After the MBLR analysis, the relation of age, SARS-CoV-2 infection, AC severity and conservative treatment failure mortality (30 days) in AC stands out. In our model, SARS-CoV-2 infection and conservative treatment failure showed the stronger association with mortality. Overall mortality in AC patients with COVID-19 at admission was 10%, almost threefold in comparison to non-COVID-19 patients (3.5%), but after MBLR, timing of SARS-CoV-2 diagnosis were not significative in mortality odds neither BMI. We must consider the small sample size of diagnosis at admission (n = 30) and hospital-acquired infection (n = 12) group that could lead to a loss of statistical power.

Based on available evidence, it seems appropriate to avoid or reduce surgical interventions in COVID-19 patients with AC to the essential cases. However, for non-COVID-19 patients with AC, any treatment other than surgery increases hospital stay to 7.5 days compared to 3.9 days (p < 0.001), which contributes, on the one hand, to decreasing the available ICU beds and, on the other hand, to increasing the conservative treatment failure rate which might lead to a necessary PD or late cholecystectomy, with higher complications rate and a new increase in the length of hospital stay.

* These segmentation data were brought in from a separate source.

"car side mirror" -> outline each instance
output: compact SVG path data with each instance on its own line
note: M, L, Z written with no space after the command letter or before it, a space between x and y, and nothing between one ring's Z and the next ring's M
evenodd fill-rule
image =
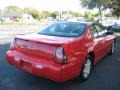
M107 35L113 35L114 32L112 30L107 30Z

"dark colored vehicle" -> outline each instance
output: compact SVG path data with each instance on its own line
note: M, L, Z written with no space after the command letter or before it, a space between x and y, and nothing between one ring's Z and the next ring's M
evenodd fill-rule
M54 81L88 79L93 66L114 53L115 35L99 23L57 22L19 35L6 52L10 64Z

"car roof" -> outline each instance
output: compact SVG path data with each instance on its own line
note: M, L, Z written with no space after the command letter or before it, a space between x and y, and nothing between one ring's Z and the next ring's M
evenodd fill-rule
M90 24L88 21L57 21L55 23L83 23L83 24Z

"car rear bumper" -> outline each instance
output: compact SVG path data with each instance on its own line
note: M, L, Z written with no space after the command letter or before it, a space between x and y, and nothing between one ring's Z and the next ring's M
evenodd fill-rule
M72 70L72 66L70 65L58 65L54 62L42 62L41 60L38 62L34 59L27 58L22 56L18 56L15 52L7 51L6 58L9 64L15 65L16 67L29 72L36 76L45 77L57 82L63 82L69 80L77 74L79 74L79 70L77 72Z

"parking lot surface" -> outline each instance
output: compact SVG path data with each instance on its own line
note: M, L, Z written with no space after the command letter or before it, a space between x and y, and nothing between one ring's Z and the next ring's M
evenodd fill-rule
M5 53L17 34L37 31L40 25L0 26L0 90L120 90L120 35L115 54L102 59L86 82L77 79L64 83L37 77L9 65Z

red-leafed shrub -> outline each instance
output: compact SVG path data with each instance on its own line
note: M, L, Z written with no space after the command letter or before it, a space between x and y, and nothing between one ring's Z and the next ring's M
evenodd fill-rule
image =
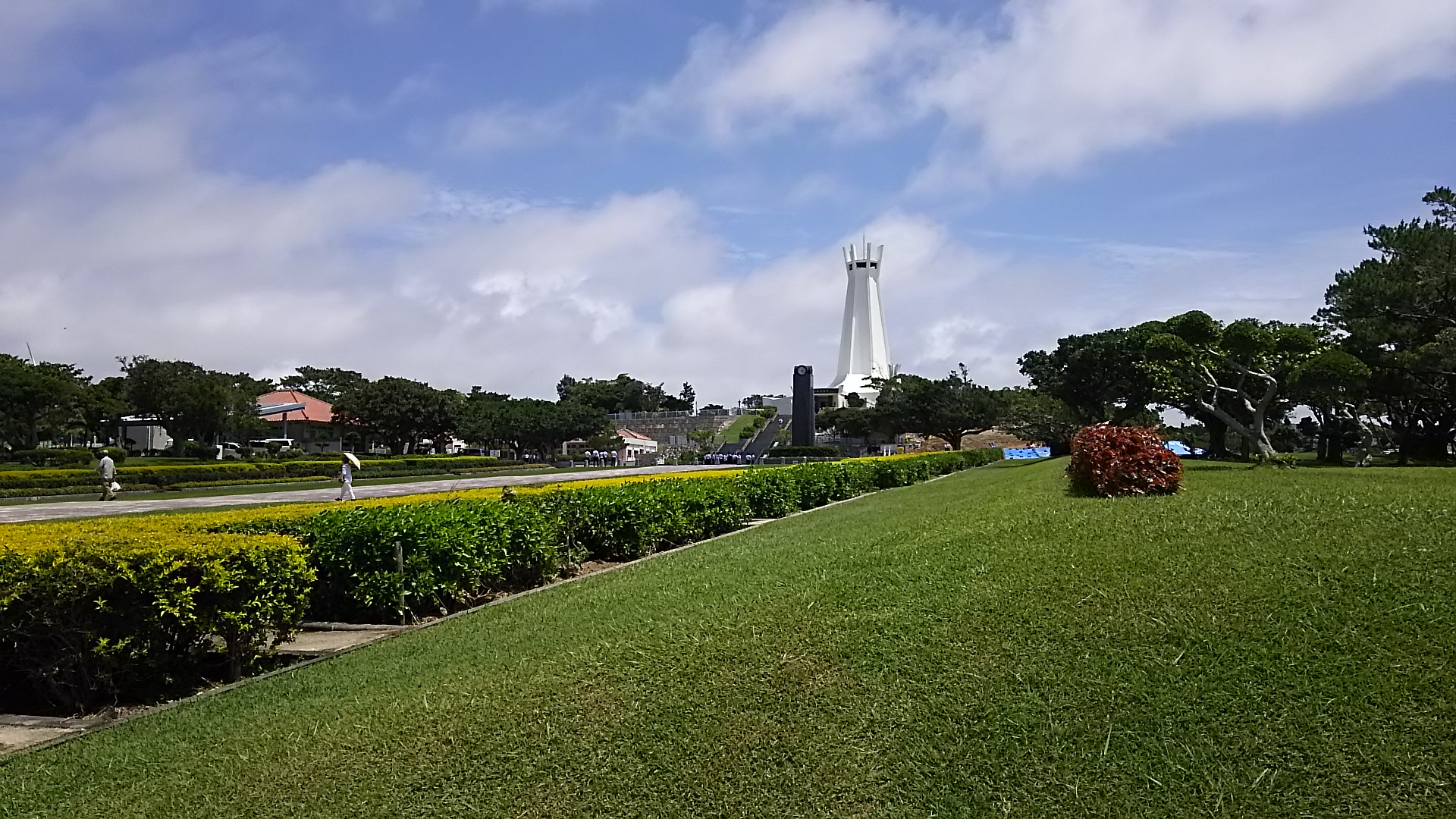
M1182 462L1153 430L1096 424L1072 437L1067 478L1091 495L1171 495L1182 481Z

This paper shows that > 7-day hospital stay increases the odds of SARS-CoV-2 infection by 4.7, CI 95% (1.3–16.6). Longer hospital stay might favour contagion and nosocomial SARS-CoV-2 infection which might be severe and need ICU admission, especially in older patients and with associated comorbidities [21]. We encourage to enhance the preventive measures of health workers in the ward towards non-surgically treated AC patients, to avoid contagion of SARS-CoV-2 during admission. In addition, these patients who are generally unfit for surgery have multiple risk factors for mortality. Some authors warn that age and other risk factors for COVID-19 disease should not be considered sufficient to indicate alternative treatment except for real impracticability conditions for cholecystectomy [22].

We have conducted a multicentre study which allows to obtain the representative sample of the real situation in the Community of Madrid during the pandemic. The main limitation is that it is a combined prospective–retrospective study, where retrospective data were obtained by electronic medical record and the interpretation of these data might suppose a bias. In addition, it has been influenced by interindividual variability in clinical decisions and the high hospital occupation, ICU and operating rooms available at each centre in different phases of the pandemic. The choice of the most appropriate AC treatment by surgeons must be made considering patient characteristics, AC severity, available hospital resources, and the epidemiologic and healthcare centre resources context. Due to the relatively small sample size of COVID-19 group compared with non-COVID-19, this could lead to a type II error.

Conclusions

In our population, during COVID-19 pandemic, there was an increase of non-surgical treatment which was accompanied by an increase of conservative treatment failure, morbidity and hospital stay length which may have led to an increased risk hospital-acquired SARS-CoV-2 infection. Age, SARS-CoV-2 infection, AC severity and conservative treatment failure were mortality risk factors. According to the results obtained, in our health system and in the pandemic context, early cholecystectomy might be carefully and individually assessed as the initial treatment in the absence of SARS-CoV-2 infection to try to reduce the risk of hospital-acquired infection.